For a contract to fall into the scope of IFRS 15, it must be probable that the entity will collect the consideration to which it will be entitled. Paragraph IFRS 15.BC45 specifies that both the customer’s ability (i.e. financial capacity) and intent to pay should be taken into account in this assessment. Note that the reference is made to consideration for goods or services that will actually be transferred to the customer, i.e. this assessment does not relate to all goods or services promised in the contract. Therefore, if the customer would not pay and consequently the entity would not transfer any further goods or services, the likelihood of payment for those goods or services that would not be transferred is not taken into account when assessing collectability of consideration (IFRS 15.BC46).

Paragraph IFRS 15.BC46E  states that it was not the IASB’s intention that many contracts should fail the collectability of consideration condition. This condition only aims at assuring that revenue will be recognised from valid contracts that represent genuine transactions (IFRS 15.BC43).

See also Examples 1, 2 and 3 accompanying IFRS 15.

Paragraph IFRS 15.17 provides criteria which necessitate combination of two or more contracts into one for accounting purposes. Such a combination should be made if the contracts are entered into at or near the same time with the same customer (or related parties of the customer) and at least one of the following criteria are met:

  1. the contracts are negotiated as a package with a single commercial objective;
  2. the amount of consideration to be paid in one contract depends on the price or performance of the other contract; or
  3. the goods or services promised in the contracts (or some goods or services promised in each of the contracts) are a single performance obligation.

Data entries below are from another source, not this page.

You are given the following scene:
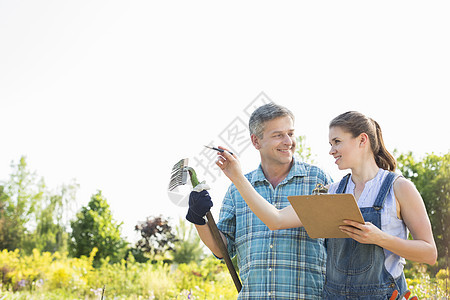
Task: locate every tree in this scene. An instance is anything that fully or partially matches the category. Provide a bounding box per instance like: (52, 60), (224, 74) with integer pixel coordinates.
(32, 181), (77, 253)
(0, 185), (22, 250)
(172, 218), (205, 264)
(295, 135), (316, 164)
(134, 215), (177, 262)
(396, 151), (449, 271)
(70, 191), (128, 266)
(0, 156), (78, 253)
(0, 156), (43, 251)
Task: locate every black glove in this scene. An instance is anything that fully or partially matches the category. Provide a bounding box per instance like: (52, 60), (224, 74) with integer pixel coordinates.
(186, 190), (213, 225)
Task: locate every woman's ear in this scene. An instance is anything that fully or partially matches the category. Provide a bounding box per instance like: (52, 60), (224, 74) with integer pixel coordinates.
(251, 134), (261, 150)
(359, 133), (369, 148)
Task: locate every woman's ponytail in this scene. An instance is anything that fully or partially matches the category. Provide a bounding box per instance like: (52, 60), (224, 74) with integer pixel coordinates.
(371, 119), (396, 171)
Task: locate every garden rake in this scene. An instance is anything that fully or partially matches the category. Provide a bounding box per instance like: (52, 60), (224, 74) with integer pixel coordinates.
(168, 158), (242, 293)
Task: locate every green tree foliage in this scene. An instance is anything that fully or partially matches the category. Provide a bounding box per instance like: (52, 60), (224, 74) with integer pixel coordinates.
(396, 151), (449, 268)
(134, 215), (177, 261)
(0, 156), (78, 254)
(32, 183), (77, 253)
(0, 156), (42, 251)
(0, 185), (21, 250)
(296, 135), (316, 164)
(27, 179), (79, 254)
(70, 191), (127, 266)
(172, 218), (205, 264)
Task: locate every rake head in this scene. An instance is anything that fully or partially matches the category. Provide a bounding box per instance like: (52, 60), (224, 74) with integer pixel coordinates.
(168, 158), (189, 191)
(168, 158), (200, 191)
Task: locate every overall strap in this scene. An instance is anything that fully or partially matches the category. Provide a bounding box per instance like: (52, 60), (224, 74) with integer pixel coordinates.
(336, 173), (351, 194)
(373, 172), (399, 211)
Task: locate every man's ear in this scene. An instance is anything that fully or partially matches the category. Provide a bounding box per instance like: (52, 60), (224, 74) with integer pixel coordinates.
(251, 134), (261, 150)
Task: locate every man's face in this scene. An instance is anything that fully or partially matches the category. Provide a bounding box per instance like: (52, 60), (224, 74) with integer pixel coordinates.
(252, 116), (296, 166)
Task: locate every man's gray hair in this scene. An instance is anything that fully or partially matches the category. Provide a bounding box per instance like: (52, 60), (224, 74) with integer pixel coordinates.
(249, 103), (295, 138)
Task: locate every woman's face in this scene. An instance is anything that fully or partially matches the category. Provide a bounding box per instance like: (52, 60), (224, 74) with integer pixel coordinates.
(328, 126), (361, 170)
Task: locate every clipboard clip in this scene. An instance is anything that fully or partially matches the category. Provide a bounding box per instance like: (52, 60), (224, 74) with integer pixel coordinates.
(312, 183), (328, 195)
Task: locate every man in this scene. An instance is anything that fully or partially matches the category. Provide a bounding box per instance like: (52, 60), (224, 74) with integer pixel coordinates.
(186, 103), (332, 299)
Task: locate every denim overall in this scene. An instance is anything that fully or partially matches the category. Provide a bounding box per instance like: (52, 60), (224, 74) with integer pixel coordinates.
(323, 172), (407, 299)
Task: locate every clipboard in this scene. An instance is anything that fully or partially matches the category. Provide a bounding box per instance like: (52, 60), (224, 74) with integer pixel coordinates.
(287, 193), (365, 238)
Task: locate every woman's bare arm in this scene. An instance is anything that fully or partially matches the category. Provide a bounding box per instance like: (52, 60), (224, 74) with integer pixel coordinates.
(216, 149), (302, 230)
(340, 177), (437, 265)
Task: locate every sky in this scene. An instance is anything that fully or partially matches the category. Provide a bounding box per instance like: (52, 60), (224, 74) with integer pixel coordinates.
(1, 1), (449, 242)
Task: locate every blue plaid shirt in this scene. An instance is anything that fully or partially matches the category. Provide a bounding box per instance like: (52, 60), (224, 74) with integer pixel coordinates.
(217, 158), (332, 299)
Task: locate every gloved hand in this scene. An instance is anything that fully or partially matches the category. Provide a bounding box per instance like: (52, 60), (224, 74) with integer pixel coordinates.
(186, 190), (213, 225)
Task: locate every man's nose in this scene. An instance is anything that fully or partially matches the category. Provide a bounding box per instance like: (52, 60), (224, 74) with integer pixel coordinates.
(283, 134), (293, 145)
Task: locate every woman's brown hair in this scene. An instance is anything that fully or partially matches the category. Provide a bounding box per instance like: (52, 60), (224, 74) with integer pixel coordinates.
(329, 111), (396, 171)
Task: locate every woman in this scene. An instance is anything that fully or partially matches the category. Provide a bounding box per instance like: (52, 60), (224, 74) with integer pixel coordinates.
(216, 111), (437, 299)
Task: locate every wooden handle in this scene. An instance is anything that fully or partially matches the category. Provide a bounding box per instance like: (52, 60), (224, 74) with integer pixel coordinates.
(205, 211), (242, 292)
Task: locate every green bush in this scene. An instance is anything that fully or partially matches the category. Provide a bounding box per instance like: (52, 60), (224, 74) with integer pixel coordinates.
(1, 248), (446, 299)
(0, 248), (237, 299)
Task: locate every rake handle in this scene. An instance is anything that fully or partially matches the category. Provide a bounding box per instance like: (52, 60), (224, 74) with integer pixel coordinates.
(205, 211), (242, 293)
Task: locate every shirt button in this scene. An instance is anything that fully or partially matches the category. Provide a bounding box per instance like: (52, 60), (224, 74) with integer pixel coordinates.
(270, 244), (273, 248)
(269, 268), (272, 272)
(268, 292), (271, 296)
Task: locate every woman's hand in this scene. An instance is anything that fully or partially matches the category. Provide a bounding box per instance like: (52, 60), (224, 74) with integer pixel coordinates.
(215, 146), (245, 182)
(339, 220), (387, 245)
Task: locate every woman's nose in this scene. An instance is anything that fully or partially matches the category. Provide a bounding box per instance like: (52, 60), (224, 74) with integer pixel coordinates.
(329, 146), (335, 155)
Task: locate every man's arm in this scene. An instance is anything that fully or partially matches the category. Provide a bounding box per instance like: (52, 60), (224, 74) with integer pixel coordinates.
(194, 223), (228, 259)
(186, 190), (230, 259)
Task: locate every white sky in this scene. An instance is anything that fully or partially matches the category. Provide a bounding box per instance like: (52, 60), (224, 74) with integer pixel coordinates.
(1, 1), (449, 242)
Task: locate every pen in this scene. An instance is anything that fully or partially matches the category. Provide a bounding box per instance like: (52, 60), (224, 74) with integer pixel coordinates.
(204, 145), (234, 155)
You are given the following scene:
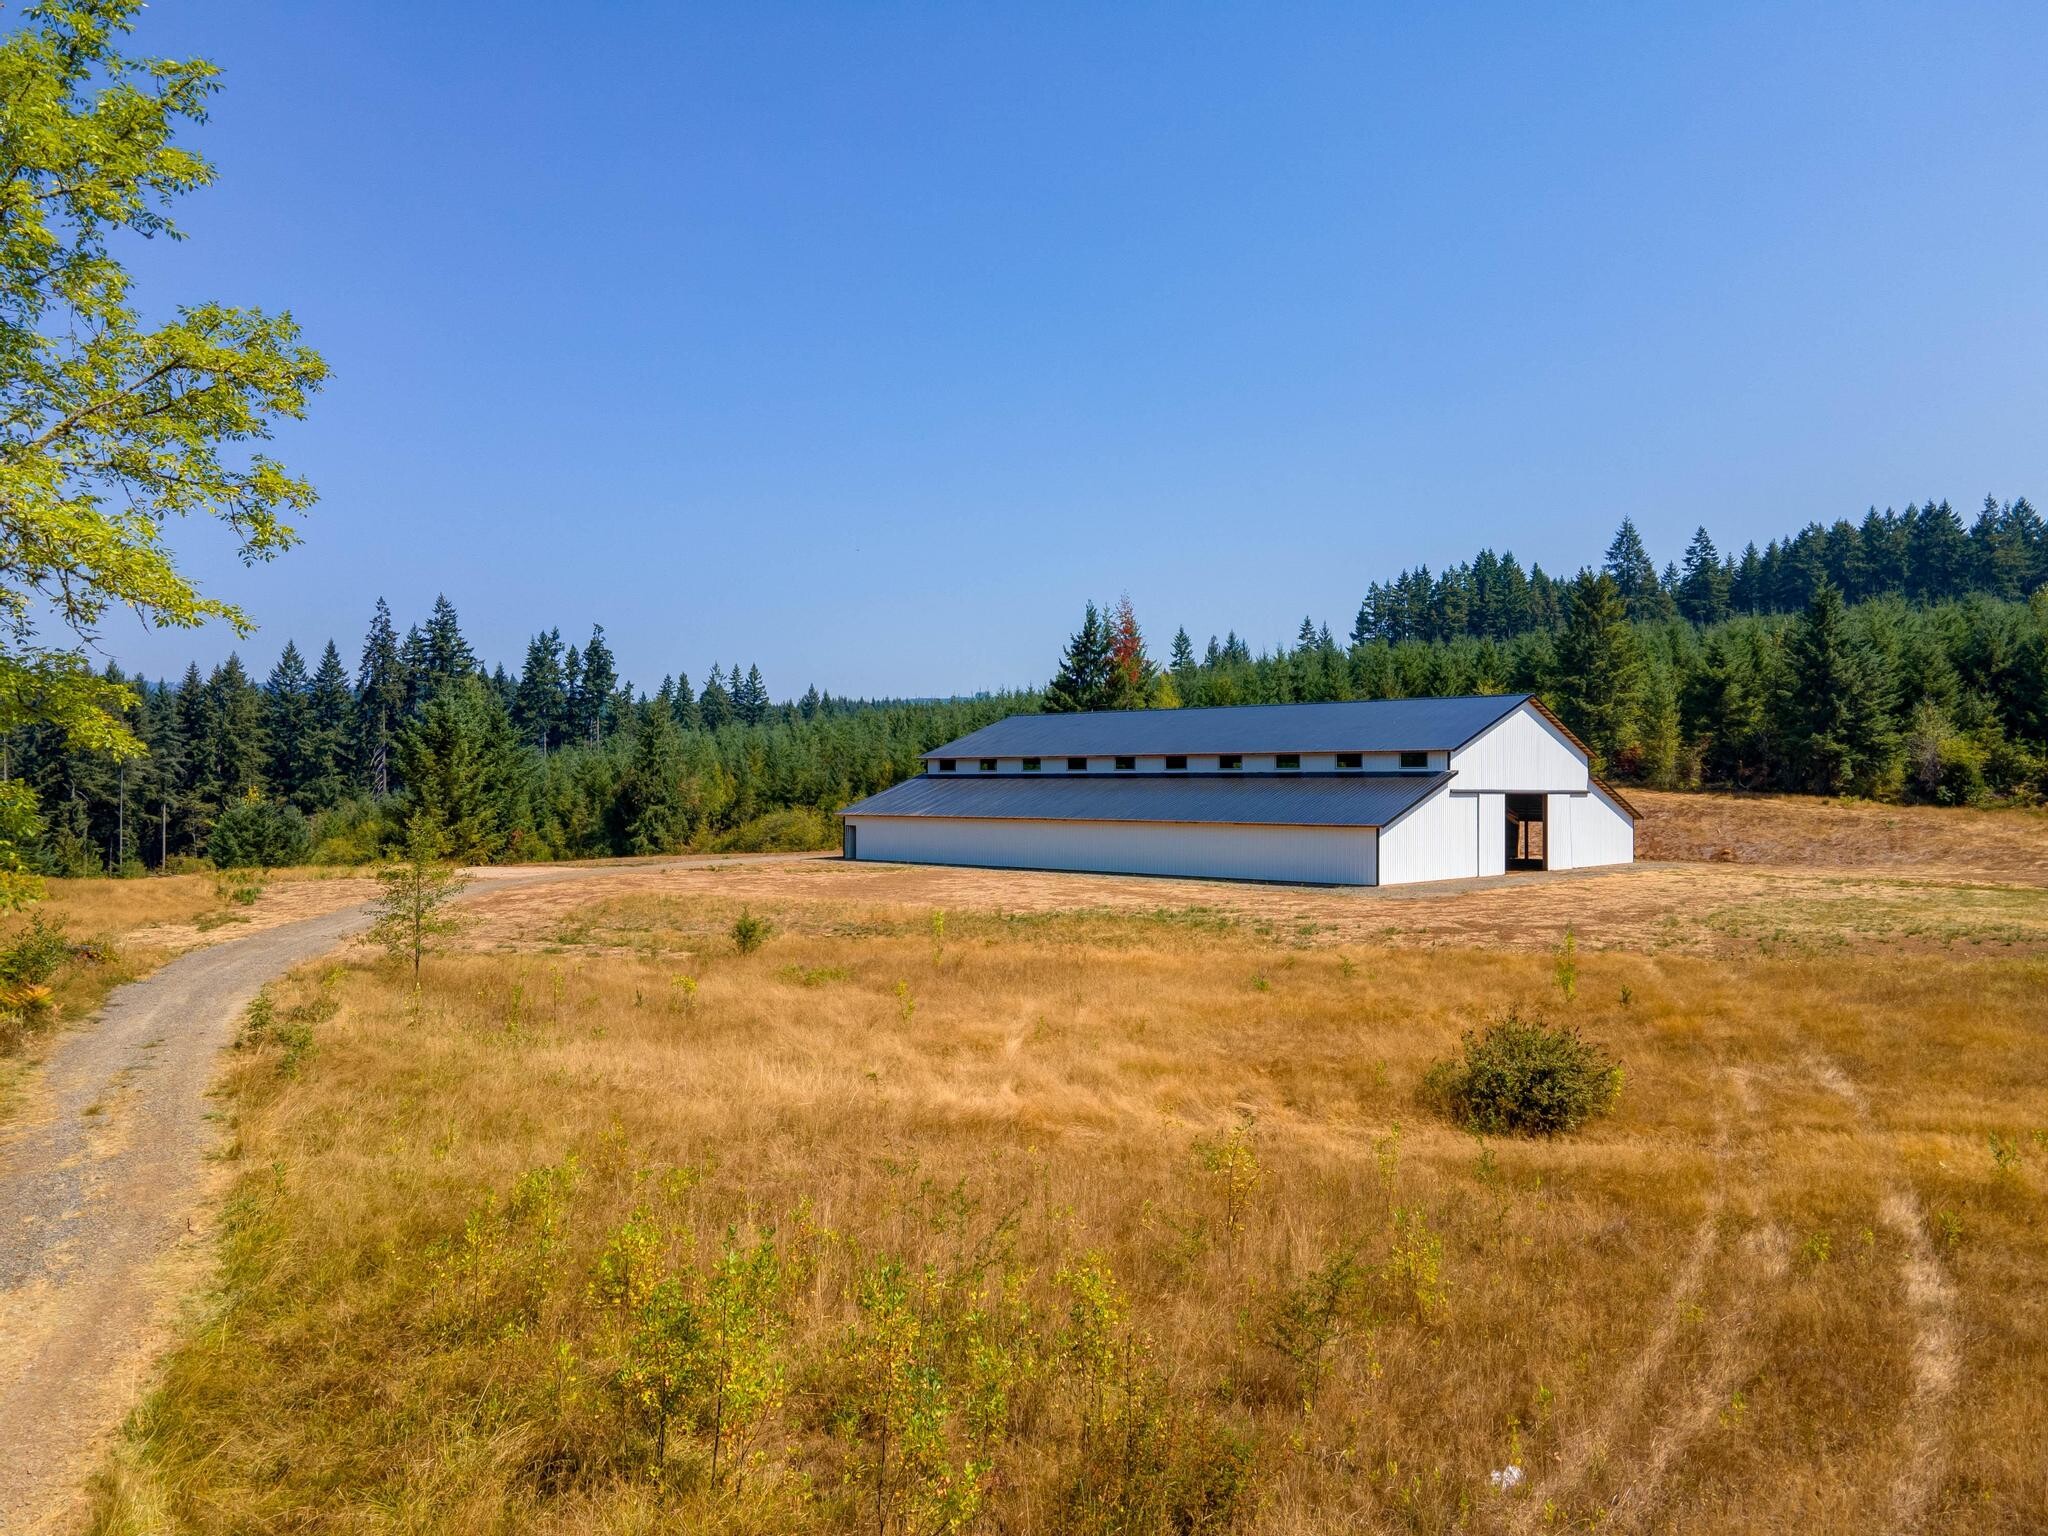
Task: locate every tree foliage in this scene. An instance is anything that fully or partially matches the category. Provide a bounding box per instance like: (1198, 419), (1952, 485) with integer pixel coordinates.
(0, 1), (325, 757)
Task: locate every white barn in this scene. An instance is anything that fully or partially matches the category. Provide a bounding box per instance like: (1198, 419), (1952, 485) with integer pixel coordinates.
(839, 694), (1636, 887)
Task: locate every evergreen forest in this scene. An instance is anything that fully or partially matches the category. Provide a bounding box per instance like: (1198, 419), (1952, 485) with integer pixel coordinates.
(9, 497), (2046, 873)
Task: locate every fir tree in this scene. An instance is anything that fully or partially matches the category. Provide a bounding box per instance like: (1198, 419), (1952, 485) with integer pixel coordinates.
(422, 594), (476, 680)
(355, 599), (408, 797)
(670, 671), (699, 730)
(734, 663), (769, 725)
(576, 625), (618, 743)
(622, 709), (691, 853)
(1677, 527), (1731, 625)
(396, 674), (526, 861)
(1106, 597), (1155, 709)
(1603, 518), (1661, 618)
(263, 642), (314, 801)
(698, 665), (732, 730)
(1779, 580), (1897, 795)
(1551, 573), (1644, 772)
(515, 628), (570, 753)
(303, 642), (356, 809)
(1044, 602), (1114, 712)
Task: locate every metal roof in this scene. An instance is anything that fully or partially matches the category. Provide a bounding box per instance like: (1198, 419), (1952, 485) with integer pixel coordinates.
(921, 694), (1533, 760)
(841, 771), (1452, 829)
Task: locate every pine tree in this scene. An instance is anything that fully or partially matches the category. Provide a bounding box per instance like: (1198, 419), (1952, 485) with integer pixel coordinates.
(1603, 519), (1661, 618)
(208, 656), (268, 804)
(734, 663), (769, 725)
(136, 679), (187, 865)
(670, 671), (699, 730)
(422, 594), (476, 681)
(515, 628), (570, 753)
(396, 675), (526, 860)
(1106, 597), (1156, 709)
(576, 625), (618, 743)
(698, 665), (733, 730)
(1677, 527), (1731, 625)
(303, 642), (356, 809)
(263, 642), (314, 801)
(1551, 573), (1644, 772)
(1044, 602), (1114, 712)
(1779, 579), (1898, 794)
(622, 709), (691, 853)
(355, 599), (407, 797)
(1169, 627), (1195, 674)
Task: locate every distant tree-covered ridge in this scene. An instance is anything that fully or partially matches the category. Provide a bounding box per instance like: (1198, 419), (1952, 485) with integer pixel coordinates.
(8, 495), (2045, 873)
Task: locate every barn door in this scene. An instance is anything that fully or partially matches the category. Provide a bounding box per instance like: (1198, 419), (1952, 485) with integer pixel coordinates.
(843, 822), (857, 860)
(1505, 794), (1546, 870)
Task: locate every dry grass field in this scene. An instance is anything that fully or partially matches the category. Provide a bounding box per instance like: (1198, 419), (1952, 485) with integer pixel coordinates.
(76, 793), (2048, 1534)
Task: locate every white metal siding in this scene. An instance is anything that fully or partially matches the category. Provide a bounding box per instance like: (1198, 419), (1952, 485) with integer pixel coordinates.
(1546, 793), (1577, 869)
(1472, 792), (1507, 876)
(844, 815), (1378, 886)
(1450, 704), (1590, 794)
(1377, 787), (1480, 885)
(1567, 786), (1635, 867)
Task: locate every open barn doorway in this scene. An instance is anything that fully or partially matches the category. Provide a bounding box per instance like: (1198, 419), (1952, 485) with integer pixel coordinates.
(1505, 794), (1546, 870)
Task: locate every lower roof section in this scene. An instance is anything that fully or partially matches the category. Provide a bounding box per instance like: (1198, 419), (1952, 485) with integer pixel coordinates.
(840, 770), (1451, 829)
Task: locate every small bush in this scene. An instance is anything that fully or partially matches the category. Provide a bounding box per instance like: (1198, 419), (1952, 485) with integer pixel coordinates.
(730, 909), (772, 955)
(713, 806), (836, 853)
(308, 796), (399, 864)
(209, 798), (311, 869)
(1423, 1009), (1621, 1137)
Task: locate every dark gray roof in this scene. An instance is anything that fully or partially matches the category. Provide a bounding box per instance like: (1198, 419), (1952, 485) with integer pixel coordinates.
(922, 694), (1532, 760)
(842, 771), (1451, 829)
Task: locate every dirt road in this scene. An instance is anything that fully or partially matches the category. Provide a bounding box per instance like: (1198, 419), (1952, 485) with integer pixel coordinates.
(0, 853), (827, 1536)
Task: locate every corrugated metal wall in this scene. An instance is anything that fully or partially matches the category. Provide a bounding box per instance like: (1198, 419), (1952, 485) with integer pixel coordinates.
(1565, 786), (1635, 867)
(845, 815), (1378, 886)
(1378, 787), (1481, 885)
(1473, 792), (1507, 876)
(1450, 704), (1590, 793)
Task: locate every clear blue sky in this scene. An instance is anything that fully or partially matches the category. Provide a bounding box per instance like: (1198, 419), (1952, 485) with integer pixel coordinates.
(107, 1), (2048, 698)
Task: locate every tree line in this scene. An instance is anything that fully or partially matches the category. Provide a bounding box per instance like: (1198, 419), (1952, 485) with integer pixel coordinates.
(1047, 506), (2048, 804)
(13, 498), (2047, 875)
(1352, 497), (2046, 644)
(4, 596), (1021, 872)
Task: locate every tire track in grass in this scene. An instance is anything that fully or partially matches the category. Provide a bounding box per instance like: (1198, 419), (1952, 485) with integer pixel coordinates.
(1509, 1074), (1749, 1534)
(1604, 1223), (1790, 1532)
(1800, 1052), (1960, 1534)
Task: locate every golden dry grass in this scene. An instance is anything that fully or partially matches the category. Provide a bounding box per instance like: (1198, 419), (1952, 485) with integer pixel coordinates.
(1632, 788), (2048, 880)
(90, 834), (2048, 1533)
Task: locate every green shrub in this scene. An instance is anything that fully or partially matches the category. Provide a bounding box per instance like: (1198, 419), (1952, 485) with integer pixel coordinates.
(1, 913), (73, 989)
(307, 795), (399, 864)
(730, 909), (772, 955)
(712, 806), (837, 853)
(1423, 1009), (1621, 1136)
(209, 798), (312, 869)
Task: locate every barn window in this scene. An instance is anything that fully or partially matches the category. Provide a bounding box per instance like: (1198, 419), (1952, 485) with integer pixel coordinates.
(1276, 753), (1301, 770)
(980, 758), (998, 772)
(1114, 756), (1136, 771)
(1218, 754), (1242, 770)
(1066, 756), (1088, 772)
(1022, 757), (1041, 771)
(1400, 751), (1428, 770)
(1337, 752), (1362, 770)
(1165, 755), (1187, 771)
(936, 759), (956, 772)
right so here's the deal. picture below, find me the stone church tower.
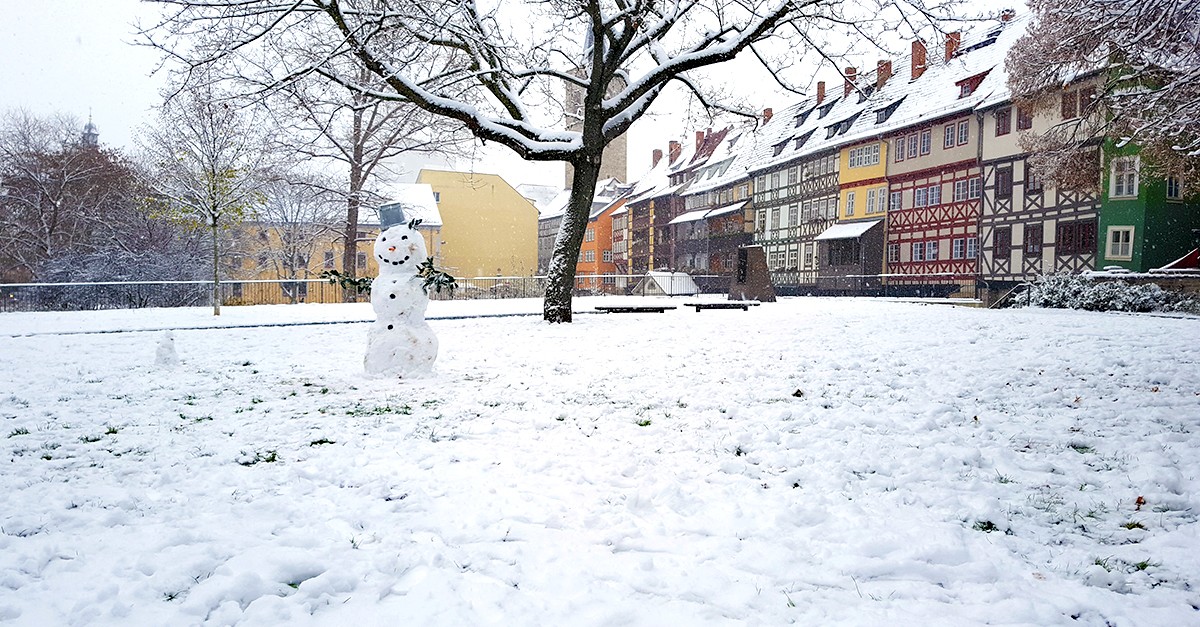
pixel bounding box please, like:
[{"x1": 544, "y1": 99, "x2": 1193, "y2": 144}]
[{"x1": 563, "y1": 33, "x2": 628, "y2": 187}]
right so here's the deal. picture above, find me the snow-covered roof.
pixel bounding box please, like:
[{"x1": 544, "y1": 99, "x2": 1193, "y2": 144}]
[
  {"x1": 539, "y1": 189, "x2": 572, "y2": 220},
  {"x1": 681, "y1": 128, "x2": 755, "y2": 197},
  {"x1": 740, "y1": 14, "x2": 1027, "y2": 175},
  {"x1": 516, "y1": 183, "x2": 563, "y2": 212},
  {"x1": 378, "y1": 184, "x2": 442, "y2": 227},
  {"x1": 668, "y1": 209, "x2": 710, "y2": 225},
  {"x1": 813, "y1": 219, "x2": 882, "y2": 240},
  {"x1": 706, "y1": 200, "x2": 749, "y2": 218}
]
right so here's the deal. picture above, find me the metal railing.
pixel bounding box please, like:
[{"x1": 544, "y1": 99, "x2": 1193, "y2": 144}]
[{"x1": 0, "y1": 275, "x2": 733, "y2": 312}]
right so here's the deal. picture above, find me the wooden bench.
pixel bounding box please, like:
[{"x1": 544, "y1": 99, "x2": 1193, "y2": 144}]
[
  {"x1": 684, "y1": 301, "x2": 761, "y2": 312},
  {"x1": 595, "y1": 305, "x2": 677, "y2": 314}
]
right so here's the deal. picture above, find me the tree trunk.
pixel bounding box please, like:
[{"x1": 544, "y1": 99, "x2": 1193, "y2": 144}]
[
  {"x1": 543, "y1": 155, "x2": 602, "y2": 323},
  {"x1": 342, "y1": 108, "x2": 366, "y2": 303},
  {"x1": 211, "y1": 220, "x2": 221, "y2": 316}
]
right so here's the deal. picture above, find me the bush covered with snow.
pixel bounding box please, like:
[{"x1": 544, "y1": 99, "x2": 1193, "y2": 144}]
[{"x1": 1012, "y1": 274, "x2": 1199, "y2": 313}]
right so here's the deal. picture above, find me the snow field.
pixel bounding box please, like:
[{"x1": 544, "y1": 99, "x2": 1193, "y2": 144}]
[{"x1": 1, "y1": 298, "x2": 1199, "y2": 625}]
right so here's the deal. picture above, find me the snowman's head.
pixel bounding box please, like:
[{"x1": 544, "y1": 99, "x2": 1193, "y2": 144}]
[{"x1": 374, "y1": 223, "x2": 428, "y2": 272}]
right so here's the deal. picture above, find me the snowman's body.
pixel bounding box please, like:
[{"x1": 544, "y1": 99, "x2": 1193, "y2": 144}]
[{"x1": 364, "y1": 223, "x2": 438, "y2": 377}]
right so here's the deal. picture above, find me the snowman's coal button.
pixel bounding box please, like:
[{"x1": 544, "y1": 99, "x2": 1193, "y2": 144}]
[
  {"x1": 387, "y1": 324, "x2": 393, "y2": 330},
  {"x1": 389, "y1": 294, "x2": 396, "y2": 299},
  {"x1": 402, "y1": 235, "x2": 408, "y2": 240}
]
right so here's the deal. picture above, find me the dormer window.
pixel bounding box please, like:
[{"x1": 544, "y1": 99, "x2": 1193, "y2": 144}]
[
  {"x1": 955, "y1": 71, "x2": 990, "y2": 99},
  {"x1": 856, "y1": 85, "x2": 875, "y2": 104},
  {"x1": 773, "y1": 141, "x2": 787, "y2": 157},
  {"x1": 794, "y1": 131, "x2": 813, "y2": 151},
  {"x1": 874, "y1": 98, "x2": 905, "y2": 124},
  {"x1": 818, "y1": 99, "x2": 837, "y2": 119}
]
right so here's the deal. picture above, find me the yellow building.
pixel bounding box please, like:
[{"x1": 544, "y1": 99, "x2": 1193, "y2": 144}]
[
  {"x1": 416, "y1": 169, "x2": 538, "y2": 277},
  {"x1": 225, "y1": 221, "x2": 381, "y2": 304},
  {"x1": 838, "y1": 140, "x2": 890, "y2": 221}
]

In general, IFRS 15 focuses on rights and obligations. The fact that, due to legal or similar reasons, the parties use several contracts for the sale of related goods/services, or a single contract for unrelated goods/services, should not impact the accounting treatment under IFRS 15.

When entity receives consideration from a customer with a contract that does not meet the IFRS 15 criteria, revenue is recognised only when the contract is either:

  • complete or
  • cancelled.

Specifically, revenue is recognised when one of the following conditions is met (IFRS 15.15):

  1. the entity has no remaining obligations to transfer goods or services to the customer and all, or substantially all, of the consideration promised by the customer has been received by the entity and is non-refundable; or
  2. the contract has been terminated and the consideration received from the customer is non-refundable.

If the above conditions for revenue recognition are not met, consideration received is recognised as a liability representing the entity’s obligation to either transfer goods or services in the future or refund the consideration received. See also Example 1 accompanying IFRS 15.

Paragraphs IFRS 15.BC46F-BC46H include some deliberations by IASB on contract termination. The conclusion is that the fact that an entity continues pursuing collection of consideration due from the customer does not preclude the entity to consider the contract to be terminated. Moreover, IASB notes that it is often the case that a contract often gives the entity right to terminate the contract in the event of non-payment by the customer and such a termination does not affect the entity’s rights to recover any amounts owed by the customer. In practice, this may be applied to situations when entity stops providing goods or services to the customer and recognises consideration received for satisfied performance obligations as revenue.